The percentage of practices using some kind of EMR or EHR system has increased to 72 percent this year, from 57 percent in 2011, and from 48 percent in 2009, the year the law creating the program took effect, according to Chun-Ju Hsiao and Esther Hing.
The percentage of practices using what the government defines as a “basic system” is now up to about 40 percent, rising from 34 percent in 2011 and from 22 percent in 2009.
Hsiao and Hing, researchers at the National Center for Health Statistics (NCHS), have included that data in an EHR paper posted by the U.S. Centers for Disease Control and Prevention (CDC).
The researchers based their paper on an NCHS mail survey of 10,302 physicians. About 67 percent of the physicians returned the survey.
In practice, regulators, researchers and others tend to use the terms EMR and EHR as synonyms.
Some health information specialists prefer to use the term EMR to refer a care provider’s own legal documentation of the care provided and EHR to refer to a collection of information that includes some data from the EMR, data from the patient, and, in some cases, data from more than one provider.
Members of Congress included funding for a formal EHR adoption incentive program in the Health Information Technology for Economic and Clinical Health (HITECH) Act provisions of the American Recovery and Reinvestment Act of 2009.
The EHR incentive program is supposed to encourage doctors and hospitals that treat Medicare and Medicaid patients to shift to EHR systems.

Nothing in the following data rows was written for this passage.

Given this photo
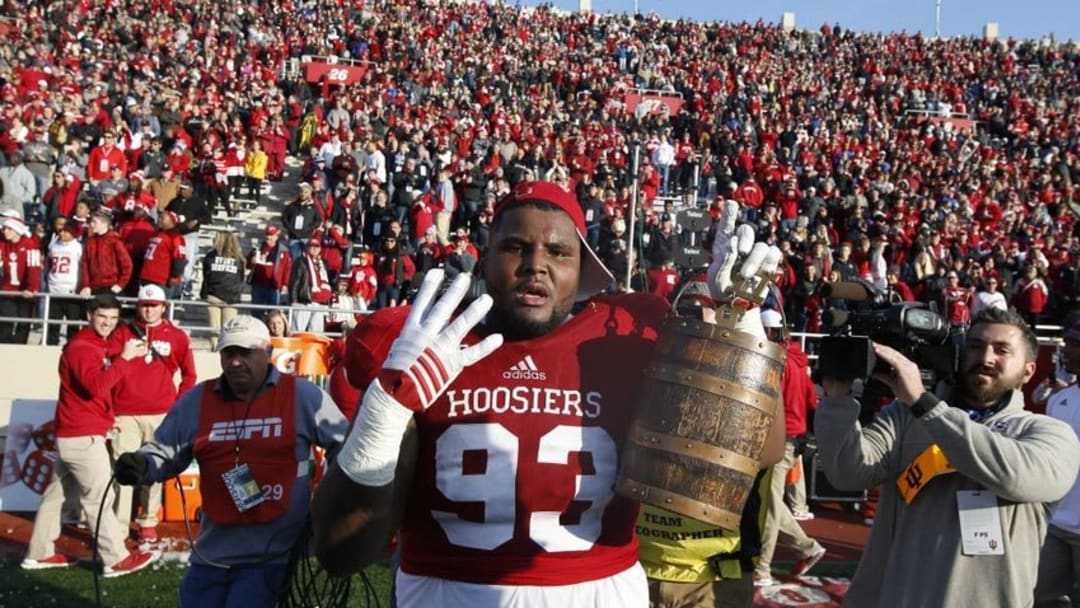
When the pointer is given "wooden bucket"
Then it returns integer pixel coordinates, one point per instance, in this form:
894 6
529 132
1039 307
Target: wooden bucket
701 421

The program encourages providers to use EHR system by paying bonuses to providers that show they are moving toward “meaningful use” of the systems.
CMS has estimated it will pay a total of $6.6 billion in EHR use bonuses by 2016.
The NCHS researchers found that about 66 percent of all office-based practices hope to qualify for EHR incentive payments, with the percentage showing interest in the incentives ranging from 48 percent in Alaska to 82 percent in South Dakota.
But the researchers warned that fewer than 27 percent of the physicians who want to qualify for the EHR incentive payments seem to have systems that already meet the 2012 eligibility criteria.